Soon she’s immersed in mud and intrigue and rum and mud and murder, and more mud. Glorious mud. God it’s muddy. It clings to everything like a second skin. It’s make-up on a geographical scale. In fact you’d be hard pressed to find a drama more influenced by the landscape around it.
Jamaica Inn is Natural with a big ‘N’; as though it was pulled up out of the Cornish sod and had the thick of muck knocked off it to make it presentable for an HD age. Everything and everyone is ordurous and damp and dangerous.
It is beautiful for being so authentic, but also beautiful because it’s so artfully shot. Through the eye of cinematographer Julian Court (Luther, Ripper Street) the moors and skies don’t just look pretty, but are alive and threatening, and indeed prove to be. Not since the 2011 cinematic adaptation of Wuthering Heights have grass and sea and sky looked so menacing and yet so attractive in their menace.

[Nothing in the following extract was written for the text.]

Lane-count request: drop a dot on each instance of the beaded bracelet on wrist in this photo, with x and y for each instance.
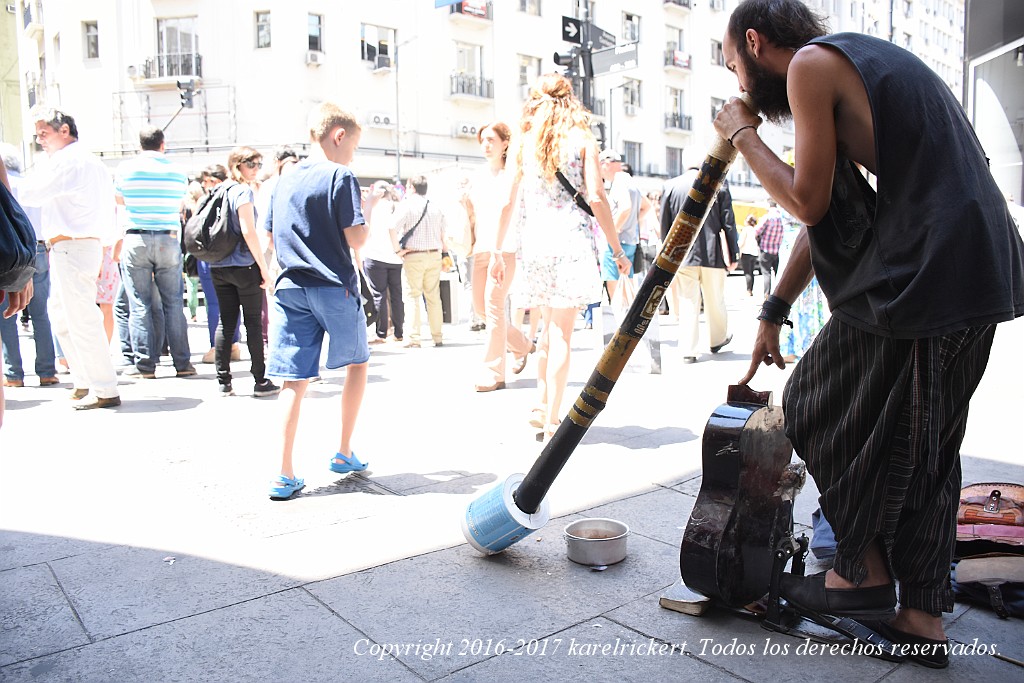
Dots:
(775, 310)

And pleasingly, the cast of characters actually feel hewn from this feral landscape, rather than just actor-bods plonked into it and expected to move at one another.
Jessica Brown Findlay is enchantingly plucky as the strong-willed heroine struggling to reconcile the past with the present. Her loin-quivering love interest, the 19th century Han Solo, Jem Merlyn (The Paradise‘s Matthew McNulty), is so rugged and leather clad that he looks like he was late for The Musketeers audition, but McNulty gives him more depth beyond his topiary stubble.
Both are in the shadow of Sean Harris’ quarry-throated Joss Merlyn, the intimidating owner of Jamaica Inn and a smuggler: a man who is shaped by the sea and land and is just as dangerous as the natural forces that weathered him. He telegraphs such threat with his eyes alone that you likely won’t leave the room to go to the kettle in case he comes after you.
Not that you’ll defect to the kettle once you’re five minutes in. This is, once again, Auntie Beeb showing that she can raid the dressing up box and do costume drama like no other. This adaptation of Du Maurier’s ‘I packed it but never got chance to read it’ novel is sure to become the definitive visual interpretation.
CultBox doesn’t usually give travel tips, but really, wherever you venture this Easter, make sure you and your TV spend some time at the BBC’s Jamaica Inn.
Airs at 9pm on Monday 21 April 2014 on BBC One.